I'm doing a series on disinformation now. It's nothing new, people have been worried for 10 years about disinformation. But I don't know how people are going to deal with what AI could unleash in this area. No one's coming up with any real ideas about how to to react besides just not looking at your phone. If people get to this point where their day is just better if they don't consume anything, that's the worst outcome in terms of people's engagement with what's going on in the world.

So, we see lots of areas for concern. Let's look at AI with regard to podcasting. What's the upside for podcasters?

It can be huge in terms of making your workflow much simpler. We've talked about making something completely synthetic like I did, but that’s still hard to do. What you can do now is clone your voice and use it for ad reads. Or people can loan out their voices even. People with certain types of voices or accents will be able to make a passive income from their speaking voice. I think that’s quite exciting. Instead of people just stealing your face or voice, maybe you can sell the rights to use them.

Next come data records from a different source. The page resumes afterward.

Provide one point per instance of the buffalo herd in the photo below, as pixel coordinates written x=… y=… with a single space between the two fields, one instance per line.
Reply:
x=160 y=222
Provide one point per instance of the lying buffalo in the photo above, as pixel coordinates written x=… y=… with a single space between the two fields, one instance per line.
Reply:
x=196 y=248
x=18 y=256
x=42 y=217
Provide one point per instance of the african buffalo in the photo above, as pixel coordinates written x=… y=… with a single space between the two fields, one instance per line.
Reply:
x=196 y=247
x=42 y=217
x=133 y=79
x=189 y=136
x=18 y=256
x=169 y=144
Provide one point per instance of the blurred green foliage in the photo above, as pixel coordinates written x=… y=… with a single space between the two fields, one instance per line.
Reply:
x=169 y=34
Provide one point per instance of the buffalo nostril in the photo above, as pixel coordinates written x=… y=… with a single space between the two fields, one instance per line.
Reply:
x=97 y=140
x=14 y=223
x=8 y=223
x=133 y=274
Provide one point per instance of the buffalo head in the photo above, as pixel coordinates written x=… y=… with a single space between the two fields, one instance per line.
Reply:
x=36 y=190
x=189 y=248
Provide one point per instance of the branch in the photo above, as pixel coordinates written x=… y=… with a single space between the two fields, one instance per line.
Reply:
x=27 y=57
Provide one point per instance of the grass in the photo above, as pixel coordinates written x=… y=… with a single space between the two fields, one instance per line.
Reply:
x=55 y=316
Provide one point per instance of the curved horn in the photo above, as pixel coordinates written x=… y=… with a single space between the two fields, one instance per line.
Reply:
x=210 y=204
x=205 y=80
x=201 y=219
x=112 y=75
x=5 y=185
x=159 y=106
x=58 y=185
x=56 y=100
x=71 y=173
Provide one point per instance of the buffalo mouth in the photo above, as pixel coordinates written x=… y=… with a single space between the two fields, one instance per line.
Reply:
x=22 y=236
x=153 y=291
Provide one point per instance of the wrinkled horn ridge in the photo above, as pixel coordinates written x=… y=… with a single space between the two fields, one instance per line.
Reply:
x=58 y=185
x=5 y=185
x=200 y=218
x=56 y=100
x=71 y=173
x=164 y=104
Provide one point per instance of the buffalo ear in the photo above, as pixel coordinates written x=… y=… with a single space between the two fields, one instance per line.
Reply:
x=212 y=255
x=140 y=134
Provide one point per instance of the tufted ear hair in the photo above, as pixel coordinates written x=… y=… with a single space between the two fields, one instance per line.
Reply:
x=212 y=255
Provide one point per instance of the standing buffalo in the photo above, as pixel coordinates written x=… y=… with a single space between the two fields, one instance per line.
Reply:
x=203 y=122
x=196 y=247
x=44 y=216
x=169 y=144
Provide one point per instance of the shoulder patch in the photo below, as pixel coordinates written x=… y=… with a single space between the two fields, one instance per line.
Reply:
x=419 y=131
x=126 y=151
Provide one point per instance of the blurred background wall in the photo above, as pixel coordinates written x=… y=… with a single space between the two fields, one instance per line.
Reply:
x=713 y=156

The translation side with voices and dubbing in different languages is very interesting, even though it’s still incredibly limited with African languages. You can do a podcast in English and dub the whole episode into Spanish. It’s your voice, but in Spanish. That creates the ability for your podcast to be accessed in a way it couldn’t have been before.

What’s been your experience with AI audio editing?

It works but not well enough, in my opinion. I mean, I think if you were starting today and learning on an editing platform like Descript, you might have a different opinion. But if you’re kind of dyed in the wool with some things, like I am, I have that feeling that I could just do it quicker. The other positive side is post-production work, which is getting better and better. Ten years ago, you couldn't really clean a lot up if you had bad audio. You’d just have to re-record. Now it’s improving at a very quick pace and that's positive in terms of recording interviews if you don’t have a quiet place to go. In general, the leaps in post-production capabilities over the last year have been huge.

Are these tools affordable?

They are expensive, and they’ll take time to kind of trickle down. When I was in Ethiopia, people were saying that they were sure these tools would reach them, but by the time they were free or even affordable, people there will have been left behind in terms of tool creation and making inroads into the revenue side of things.

Early this year, you wrote that you were bullish about the outlook for 2024 when it comes to content creation and AI. Has that changed?

I feel that you've caught me on a negative day around this. When I wrote that, I was thinking that in terms of people being able to produce more content from the journalism that they're doing. We know journalism hits limits because it's linked to language, to being on websites without much traffic, etc. I think content creation tools are going to unlock a lot of that. I like this idea of, for example, taking content that appears on community radio and trying to get that into the mainstream press. I think AI tools, if they're used well, will supercharge that.

Give me an example.

Say you do work at a community radio station, and you've got an hour-long interview about a water crisis in a township. In theory, you can record that and with AI transcribe it and then translate it into English. And then take that huge document and compress it into a 150-word article. Then a newspaper will publish it or put it on a website. Without AI tools, it would take someone quite a while to do that.

Any final words?

Regarding experimentation, for podcasters, it’s worthwhile for them to explore AI tools to see if they can automate certain processes. But they should think about how much they want to hand over to AI. I've really struggled in terms of making podcasts with AI that I’m fully engaged with. I found it difficult to automate some bits and do other bits myself because, well, I just don't really want to work that way. But it’s important to figure out how much you want to give over and how much you want to keep for yourself. That’s key to this whole thing, I think.